Tahun lalu di kapel ini kita merayakan misa peringatan 85 tahun tarekat masuk Indonesia. Saya yakin kita semua masih mengingat atau tidak lupa apa yang disampaikan romo yang memimpin misa waktu itu. Tahun lalu juga di kapel ini kita merayakan misa peringatan 140 tahun berdirinya tarekat frater BHK yang dimulai pendiri Ignas Andreas Schaepman di Belanda. Saya juga percaya bahwa apa yang saya sampaikan dalam renungan waktu itu masih melekat kuat dalam ingatan kita. Dari angka 140 tahun itu 86 tahun karya tarekat berada di Indonesia. Itu artinya apa? Artinya setelah 54 tahun tarekat Frater BHK berkarya di bumi Kincir Angin, tanah kelahiran tarekat, karisma pendiri semakin meluas ke Indonesia termasuk ke kota Malang ini. Usia 54 tahun bagi tarekat BHK saat itu dianggap usia matang menentukan pilihan atau opsi bermisi ke Indonesia untuk membumikan spirit Schaepman yang dikuasi gerakan hati. Keyakinan akan kematangan semangat bermisi itulah yang menginspirasi sekaligus menganimasi pelbagai bentuk karya yang dijalankan tarekat berkaitan dengan pembinaan kaum muda dalam jalur pendidikan. Aneka peristiwa penting dan aneka prestasi yang diraih dalam karya para frater BHK selama 86 tahun sebagai komunitas terpanggil harus dingat, dimaknai, dan diamini sebagai buah dari gerakan hati yang dikuasai kasih untuk mencintai. Keberadaan tarekat frater BHK selama 86 tahun di Indonesia adalah keberadaan dan kehadiran sebuah  hati. Spritualitas hati yang menjiwai karya dan perutusan para frater telah diwariskan dari sang pendiri harus dimaknai sebagai hati yang memenuhi kualifikasi unggul. Hati kita merupakan instansi penimbang dalam menentukan apakah yang kita lakukan itu baik atau buruk. Hati  kita menjadi institusi moral yang memungkinkan kita bisa membedakan apa yang baik dari yang buruk dan mengabaikan yang buruk untuk sesuatu yang yang  baik. Hati sebagai pengendali kehidupan, dalam konteks iman dan panggilan kita merupakan penentu kualitas hidup dan karya dalam panggilan kita. Berkarya dan menjalani panggilan dengan hati merupakan bentuk penyerahan dan persembahan diri kepada Allah.

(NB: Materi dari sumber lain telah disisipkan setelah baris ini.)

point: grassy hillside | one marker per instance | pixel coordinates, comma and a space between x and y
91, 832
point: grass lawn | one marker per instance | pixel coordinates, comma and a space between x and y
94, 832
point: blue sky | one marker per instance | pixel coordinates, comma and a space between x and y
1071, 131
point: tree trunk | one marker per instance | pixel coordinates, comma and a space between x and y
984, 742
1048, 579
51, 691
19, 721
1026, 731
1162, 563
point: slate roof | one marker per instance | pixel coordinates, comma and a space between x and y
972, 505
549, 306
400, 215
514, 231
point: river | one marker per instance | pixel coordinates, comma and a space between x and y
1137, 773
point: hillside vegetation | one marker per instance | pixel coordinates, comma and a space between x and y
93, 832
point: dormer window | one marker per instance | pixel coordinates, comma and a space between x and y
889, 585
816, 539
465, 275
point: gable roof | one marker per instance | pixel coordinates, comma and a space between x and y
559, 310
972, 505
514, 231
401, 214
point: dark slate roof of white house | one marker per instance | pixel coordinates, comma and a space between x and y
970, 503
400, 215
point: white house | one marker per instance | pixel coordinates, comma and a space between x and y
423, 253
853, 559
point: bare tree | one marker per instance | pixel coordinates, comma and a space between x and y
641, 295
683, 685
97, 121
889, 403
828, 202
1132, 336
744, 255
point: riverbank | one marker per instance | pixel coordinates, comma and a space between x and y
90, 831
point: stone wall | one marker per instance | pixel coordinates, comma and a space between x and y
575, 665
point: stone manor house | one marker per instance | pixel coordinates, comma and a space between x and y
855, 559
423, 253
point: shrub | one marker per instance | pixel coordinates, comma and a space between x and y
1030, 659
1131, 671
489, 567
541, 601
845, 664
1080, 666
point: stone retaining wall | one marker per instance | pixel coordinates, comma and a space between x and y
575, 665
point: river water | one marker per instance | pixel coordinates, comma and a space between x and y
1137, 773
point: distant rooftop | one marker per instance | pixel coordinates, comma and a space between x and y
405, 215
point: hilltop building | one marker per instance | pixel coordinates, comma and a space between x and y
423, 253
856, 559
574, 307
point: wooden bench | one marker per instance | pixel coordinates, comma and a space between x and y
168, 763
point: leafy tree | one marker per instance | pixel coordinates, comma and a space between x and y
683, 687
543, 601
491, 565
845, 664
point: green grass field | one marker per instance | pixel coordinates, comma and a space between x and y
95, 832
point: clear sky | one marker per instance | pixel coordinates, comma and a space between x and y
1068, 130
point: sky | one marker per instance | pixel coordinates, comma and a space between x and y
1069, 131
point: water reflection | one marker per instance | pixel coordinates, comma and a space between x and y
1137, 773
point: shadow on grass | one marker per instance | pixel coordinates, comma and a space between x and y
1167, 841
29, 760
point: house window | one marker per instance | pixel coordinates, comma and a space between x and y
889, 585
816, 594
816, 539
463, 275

Uskup Schaepman telah menyerahkan diri dan mempersembahkan diri kepada Tuhan. Ia telah memberi contoh penyerahan dan persembahan diri itu kepada semua pengikutnya. Panggilan adalah penyerahan dan persembahan diri. Semua kita menyebut diri sebagai orang terpanggil artinya kita tergolong orang yang telah menyerahan dan mempersembahkan diri dan kehidupan kita kepada rencana Tuhan.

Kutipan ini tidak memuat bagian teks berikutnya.